Originally Posted by
ohfellow
Yes, of course we can all fill in the blanks, they always escape - but honestly I'm not sure the writers or editors remembered. I think they could have mentioned it in the dialog and then had an editor's note directing people to Nightwing -- why NOT take the opportunity to advertise a Nightwing story from 3 months ago where Babs had been kidnapped?
I saw that with Cruz/Melnikov too - maybe a lot with the panel shapes. In that case, I like both of them, but also preferred Melnikov.
I see a discussion about this on Googe's Instagram now. He confirmed exactly what I noticed - capes and faces. That I noticed it suggests it didn't work that well for me. It was more of "Darn it, he's copying Corona" rather than simply having a comfortable feeling that the art felt consistent without being consciously aware of how he pulled it off. Googe is not looking for people to notice the craft, after all. He just wanted the book to feel consistent without anyone thinking about it too much.

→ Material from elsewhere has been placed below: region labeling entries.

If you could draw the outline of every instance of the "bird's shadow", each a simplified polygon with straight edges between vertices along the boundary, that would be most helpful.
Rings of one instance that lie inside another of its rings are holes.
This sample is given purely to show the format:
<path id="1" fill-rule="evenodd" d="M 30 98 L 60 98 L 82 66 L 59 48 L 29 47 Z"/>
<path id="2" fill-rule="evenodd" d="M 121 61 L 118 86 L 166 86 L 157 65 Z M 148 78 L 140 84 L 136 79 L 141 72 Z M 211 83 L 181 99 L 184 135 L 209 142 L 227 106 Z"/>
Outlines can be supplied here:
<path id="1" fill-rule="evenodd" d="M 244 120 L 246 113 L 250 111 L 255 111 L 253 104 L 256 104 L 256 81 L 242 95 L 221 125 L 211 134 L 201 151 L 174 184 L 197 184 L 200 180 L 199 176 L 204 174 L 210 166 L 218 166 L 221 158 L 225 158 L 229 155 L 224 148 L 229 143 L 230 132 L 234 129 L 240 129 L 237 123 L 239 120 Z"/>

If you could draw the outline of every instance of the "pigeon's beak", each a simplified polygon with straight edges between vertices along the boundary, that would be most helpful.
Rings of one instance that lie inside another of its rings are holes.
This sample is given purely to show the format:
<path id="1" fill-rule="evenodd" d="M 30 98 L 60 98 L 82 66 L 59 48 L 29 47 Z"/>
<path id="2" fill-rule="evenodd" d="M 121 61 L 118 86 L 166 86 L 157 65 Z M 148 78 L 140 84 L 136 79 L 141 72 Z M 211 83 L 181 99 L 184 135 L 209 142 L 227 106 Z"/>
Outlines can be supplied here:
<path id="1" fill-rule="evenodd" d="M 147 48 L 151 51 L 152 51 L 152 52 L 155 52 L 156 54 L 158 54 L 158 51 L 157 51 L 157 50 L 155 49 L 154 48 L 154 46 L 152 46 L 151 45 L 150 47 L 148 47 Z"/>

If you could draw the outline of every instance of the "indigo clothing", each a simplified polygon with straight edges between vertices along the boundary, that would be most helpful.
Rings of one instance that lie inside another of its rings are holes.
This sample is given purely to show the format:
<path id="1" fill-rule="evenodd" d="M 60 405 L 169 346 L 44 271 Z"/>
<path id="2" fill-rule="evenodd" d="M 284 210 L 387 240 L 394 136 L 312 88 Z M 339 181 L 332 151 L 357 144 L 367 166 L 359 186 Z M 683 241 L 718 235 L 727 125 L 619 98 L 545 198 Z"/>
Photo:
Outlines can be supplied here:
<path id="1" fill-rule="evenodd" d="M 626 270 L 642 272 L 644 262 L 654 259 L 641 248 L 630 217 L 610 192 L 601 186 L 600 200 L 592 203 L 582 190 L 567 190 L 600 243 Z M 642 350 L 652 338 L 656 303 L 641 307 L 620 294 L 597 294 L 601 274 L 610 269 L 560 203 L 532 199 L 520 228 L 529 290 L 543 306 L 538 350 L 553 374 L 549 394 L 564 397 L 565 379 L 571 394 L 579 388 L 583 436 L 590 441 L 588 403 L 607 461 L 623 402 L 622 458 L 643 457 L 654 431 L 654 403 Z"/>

A book can survive any big change in art if the new work is good. Look at that recent weekly run of Detective, with 3 sets of artists working on different installments of the story. Was not a problem.
(Besides, how much DC care about artistic continuity? Think of how many books lately have had 2, 3 and sometimes more groups of artists working on different pages of the same book?! That is an annoying thing that doesn't ever work for me.)
Renzi's work seems familiar to me because he colors Spider-Gwen in a very similar way. It's because of his coloring that people describe Marvel's Earth-65 as having a neon glow to it, unlike the grittier Earth-616.
I'd say a big difference between Renzi and Stern is that Renzi's colors actually DO "pop." Stern used colorful shades, but desaturated everything (added tons of gray), so to me, everything looks muddy. I think Batgirls is now easier to look at not only because of Googe's line work, but because Renzi actually uses very bright colors.
You have to go back to #6 to see the Sarah Stern murkiness. Whole pages of shades of browns and grays. I think her colors, more than Corona's lines, made a lot of the book difficult to see. The Saints in particular were hard to make out, just a mass of grays, but you can look through any of her stuff and just see dull shades of brown and gray.
I agree it was better. Good point, I didn't notice that was Steph at the end saying she wanted to break the code - in print, it's kind of small.